Se apontarmos as baterias para as chamadas irmãs-gémeas do velhinho sistema de Bretton Woods (FMI, BM e OMC) ainda pior, pois apesar de serem organizações com o objectivo de gerarem um clima de estabilidade cambial e financeira mundial, são hoje consideradas por muita boa gente qualificada - como por ex. Joseph Stiglitz (nobel da Economia) - como instrumentos da opressão e de domínio dos EUA e do Ocidente em geral sobre o resto do mundo.

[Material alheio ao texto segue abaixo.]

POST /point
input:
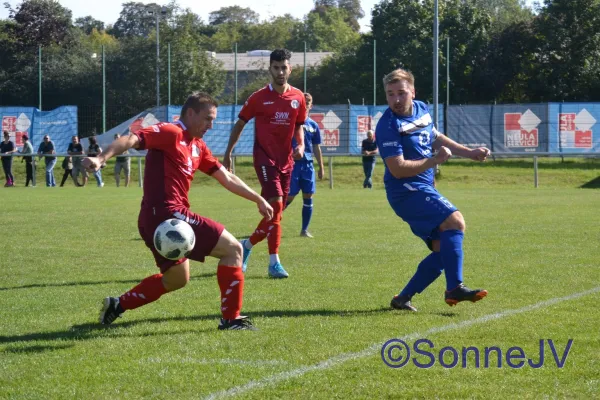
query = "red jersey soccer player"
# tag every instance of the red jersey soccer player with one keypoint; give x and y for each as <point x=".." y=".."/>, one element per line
<point x="280" y="111"/>
<point x="175" y="152"/>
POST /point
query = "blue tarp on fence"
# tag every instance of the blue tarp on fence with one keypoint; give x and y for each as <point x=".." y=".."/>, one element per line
<point x="60" y="124"/>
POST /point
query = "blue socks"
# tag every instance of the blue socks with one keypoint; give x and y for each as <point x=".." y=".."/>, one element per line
<point x="449" y="260"/>
<point x="428" y="271"/>
<point x="306" y="213"/>
<point x="452" y="256"/>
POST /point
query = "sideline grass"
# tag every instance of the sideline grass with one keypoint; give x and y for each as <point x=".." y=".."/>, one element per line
<point x="65" y="249"/>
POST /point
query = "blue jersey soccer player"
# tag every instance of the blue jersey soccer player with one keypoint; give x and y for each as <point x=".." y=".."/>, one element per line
<point x="303" y="174"/>
<point x="406" y="139"/>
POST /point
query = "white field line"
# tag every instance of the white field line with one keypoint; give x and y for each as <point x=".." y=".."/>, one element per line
<point x="376" y="347"/>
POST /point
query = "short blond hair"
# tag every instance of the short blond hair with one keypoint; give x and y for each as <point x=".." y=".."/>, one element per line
<point x="398" y="75"/>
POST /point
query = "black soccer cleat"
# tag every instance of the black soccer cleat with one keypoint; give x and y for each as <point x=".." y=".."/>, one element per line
<point x="463" y="293"/>
<point x="402" y="303"/>
<point x="111" y="310"/>
<point x="238" y="324"/>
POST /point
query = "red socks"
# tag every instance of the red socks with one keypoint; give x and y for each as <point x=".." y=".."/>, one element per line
<point x="149" y="290"/>
<point x="231" y="282"/>
<point x="270" y="229"/>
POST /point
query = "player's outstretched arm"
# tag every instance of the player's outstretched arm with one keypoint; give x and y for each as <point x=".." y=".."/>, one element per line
<point x="235" y="185"/>
<point x="299" y="136"/>
<point x="479" y="154"/>
<point x="236" y="132"/>
<point x="117" y="147"/>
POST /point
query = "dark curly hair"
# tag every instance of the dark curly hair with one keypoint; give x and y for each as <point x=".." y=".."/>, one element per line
<point x="280" y="55"/>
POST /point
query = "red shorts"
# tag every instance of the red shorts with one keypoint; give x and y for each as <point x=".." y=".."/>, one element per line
<point x="207" y="233"/>
<point x="273" y="181"/>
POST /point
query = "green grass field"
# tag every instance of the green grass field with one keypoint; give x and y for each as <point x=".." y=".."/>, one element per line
<point x="535" y="250"/>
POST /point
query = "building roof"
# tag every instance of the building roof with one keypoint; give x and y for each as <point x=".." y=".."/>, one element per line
<point x="259" y="59"/>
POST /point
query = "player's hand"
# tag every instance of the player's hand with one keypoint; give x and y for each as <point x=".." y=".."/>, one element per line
<point x="265" y="209"/>
<point x="298" y="153"/>
<point x="91" y="164"/>
<point x="227" y="163"/>
<point x="480" y="154"/>
<point x="443" y="155"/>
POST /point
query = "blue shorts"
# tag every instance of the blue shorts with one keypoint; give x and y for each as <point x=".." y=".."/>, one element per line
<point x="303" y="178"/>
<point x="424" y="210"/>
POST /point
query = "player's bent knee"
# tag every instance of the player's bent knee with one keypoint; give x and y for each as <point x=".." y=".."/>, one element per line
<point x="228" y="250"/>
<point x="455" y="221"/>
<point x="176" y="277"/>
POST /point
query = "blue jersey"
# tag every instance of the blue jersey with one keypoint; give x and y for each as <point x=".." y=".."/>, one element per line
<point x="312" y="136"/>
<point x="410" y="137"/>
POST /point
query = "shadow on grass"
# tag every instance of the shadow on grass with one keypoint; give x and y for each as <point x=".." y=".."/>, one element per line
<point x="593" y="184"/>
<point x="91" y="283"/>
<point x="36" y="349"/>
<point x="95" y="331"/>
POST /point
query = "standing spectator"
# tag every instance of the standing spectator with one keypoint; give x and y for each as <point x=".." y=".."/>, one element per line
<point x="75" y="148"/>
<point x="27" y="149"/>
<point x="68" y="167"/>
<point x="122" y="163"/>
<point x="7" y="147"/>
<point x="369" y="149"/>
<point x="94" y="150"/>
<point x="47" y="147"/>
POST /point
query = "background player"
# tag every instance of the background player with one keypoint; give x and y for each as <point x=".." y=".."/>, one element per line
<point x="280" y="111"/>
<point x="406" y="139"/>
<point x="303" y="174"/>
<point x="175" y="152"/>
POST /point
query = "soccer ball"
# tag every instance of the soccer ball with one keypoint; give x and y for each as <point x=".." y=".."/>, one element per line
<point x="174" y="239"/>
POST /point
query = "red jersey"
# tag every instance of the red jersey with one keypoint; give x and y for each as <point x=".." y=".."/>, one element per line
<point x="277" y="116"/>
<point x="173" y="157"/>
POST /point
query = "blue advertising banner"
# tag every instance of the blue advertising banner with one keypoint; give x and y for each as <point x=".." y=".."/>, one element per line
<point x="471" y="126"/>
<point x="60" y="124"/>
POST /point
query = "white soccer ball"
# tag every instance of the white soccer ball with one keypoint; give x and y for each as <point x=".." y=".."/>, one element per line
<point x="174" y="239"/>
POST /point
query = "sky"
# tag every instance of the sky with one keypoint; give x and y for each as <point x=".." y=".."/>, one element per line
<point x="108" y="10"/>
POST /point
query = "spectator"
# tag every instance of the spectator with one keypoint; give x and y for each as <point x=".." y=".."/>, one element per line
<point x="68" y="167"/>
<point x="75" y="148"/>
<point x="47" y="147"/>
<point x="7" y="147"/>
<point x="94" y="150"/>
<point x="27" y="149"/>
<point x="122" y="163"/>
<point x="369" y="149"/>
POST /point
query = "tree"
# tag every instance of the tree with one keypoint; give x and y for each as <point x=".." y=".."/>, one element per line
<point x="504" y="13"/>
<point x="354" y="12"/>
<point x="139" y="19"/>
<point x="41" y="22"/>
<point x="89" y="23"/>
<point x="325" y="31"/>
<point x="569" y="50"/>
<point x="233" y="14"/>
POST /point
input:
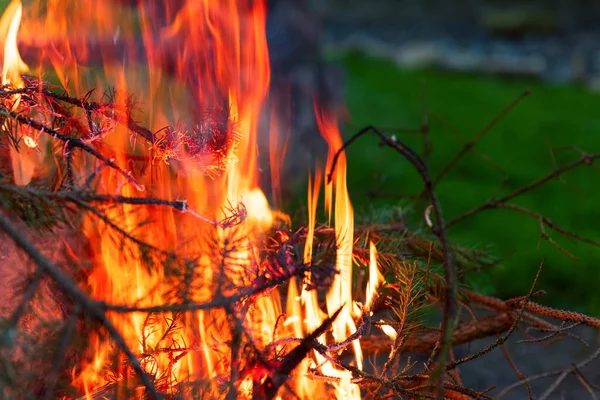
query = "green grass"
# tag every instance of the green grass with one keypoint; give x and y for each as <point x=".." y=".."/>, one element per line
<point x="381" y="94"/>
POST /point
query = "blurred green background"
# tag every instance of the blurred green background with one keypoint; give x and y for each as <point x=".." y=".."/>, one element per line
<point x="519" y="147"/>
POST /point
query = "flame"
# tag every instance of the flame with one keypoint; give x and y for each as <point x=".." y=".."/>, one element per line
<point x="375" y="277"/>
<point x="23" y="159"/>
<point x="204" y="63"/>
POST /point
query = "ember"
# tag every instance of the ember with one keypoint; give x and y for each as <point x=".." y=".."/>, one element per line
<point x="180" y="272"/>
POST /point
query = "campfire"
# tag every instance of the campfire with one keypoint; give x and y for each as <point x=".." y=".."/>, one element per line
<point x="131" y="135"/>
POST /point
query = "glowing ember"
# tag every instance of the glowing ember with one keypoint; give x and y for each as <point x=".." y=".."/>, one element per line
<point x="209" y="67"/>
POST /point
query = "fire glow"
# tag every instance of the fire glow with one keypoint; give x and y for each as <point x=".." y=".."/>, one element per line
<point x="208" y="66"/>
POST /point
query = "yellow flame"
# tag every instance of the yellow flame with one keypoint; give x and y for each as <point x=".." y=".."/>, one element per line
<point x="340" y="292"/>
<point x="13" y="66"/>
<point x="375" y="277"/>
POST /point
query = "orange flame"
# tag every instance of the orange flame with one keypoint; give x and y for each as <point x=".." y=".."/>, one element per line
<point x="375" y="277"/>
<point x="24" y="159"/>
<point x="204" y="62"/>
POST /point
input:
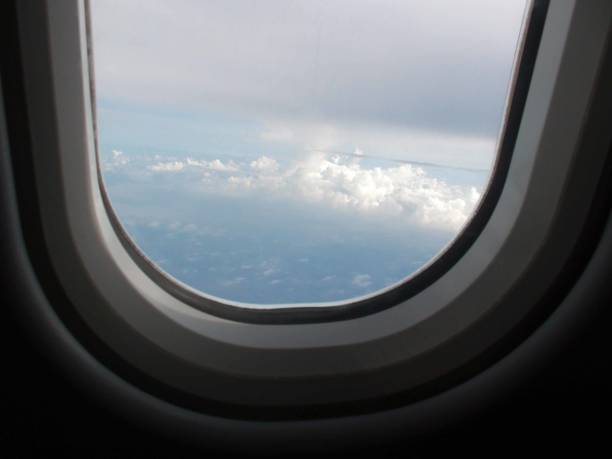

Outro exemplo desta assimetria entre grande e pequenos, decorre da proposta para a criação de um Tribunal Penal Internacional, um sonho da esquerda ocidental, visando substituir as guerras por processos judiciais e a acusar os beligerantes de crimes de guerra. Também aqui o senado norte-americano colocou reservas. Em matéria de limites de poluição de monóxido de carbono, idem aspas... Apesar dos EUA serem a potência que no mundo mais emissões de CO2 lança para a atmosfera.

O que pretendemos aqui referir é que enquanto a ONU e todo o seu subsistema de agências especializadas não for profunfamente reformado não saímos da cepa torta. Assim, atrevo-me a dizer que no plano internacional teremos mais do mesmo no ano que vai entrar.

PS:

A contrariar esta tendênca negativa da esfera da globalidade - vejamos este simples facto. Ontem, num Sábado em época de Natal, por mera curiosidade, verifiquei que o blog O Jumento (link) atingiu cerca de 1300 visitas. Se estabelecermos esse rácio de comparabilidade com o que se regista no Abrupto de JPP - tal significaria que o Jumento - por dia e durante a semana teria cerca de 30000 visitas dia. E já nem vamos aqui referir - rúbrica a rúbrica as valências de um e de outro, e só evocámos o blog de JPP - por reporte à personalidade do seu autor, e não à valia intrínseca daquele pasquim. Mas isto não deixa de reflectir bem a natureza das coisas e a forma como a rede reage a elas.

Especialmente num ano em que revista Times elegeu o utilizador como a personalidade do ano. Mas é óbvio que no meio da rede também haverá muito lixo, assim como no meio das páginas de jornais se encontra muito texto saído de jornalista que comem sorvetes com a testa. Alguns devem ser da escola do l.DElgado, o 2º jornalista português mais americano (ou americanizado) seguido de Nuno Rogeiro, o tal da conferência no Irão.

A arte e a techné do leitor deve ser a mesma da do ciber-utilizador, reside sempre numa coisa tão simples tão complexa: seleccionar os bons textos, infelizmente a imprensa escrita lusa não é lá muito profícua nisso. Não apenas pelo baixo índice intelectual e científico da maior parte dos jornalistas (por regra formados em tarimba e antiguidade, e saltitando de gabinete ministerial em gaminete secretarial), mas também porque são pouco criativos, e quando lhes dá para a criatividade geralmente sai borrada. Mas, caramba, nem tudo é mau no DN, que tem lá António Vitorino, que salva o convento.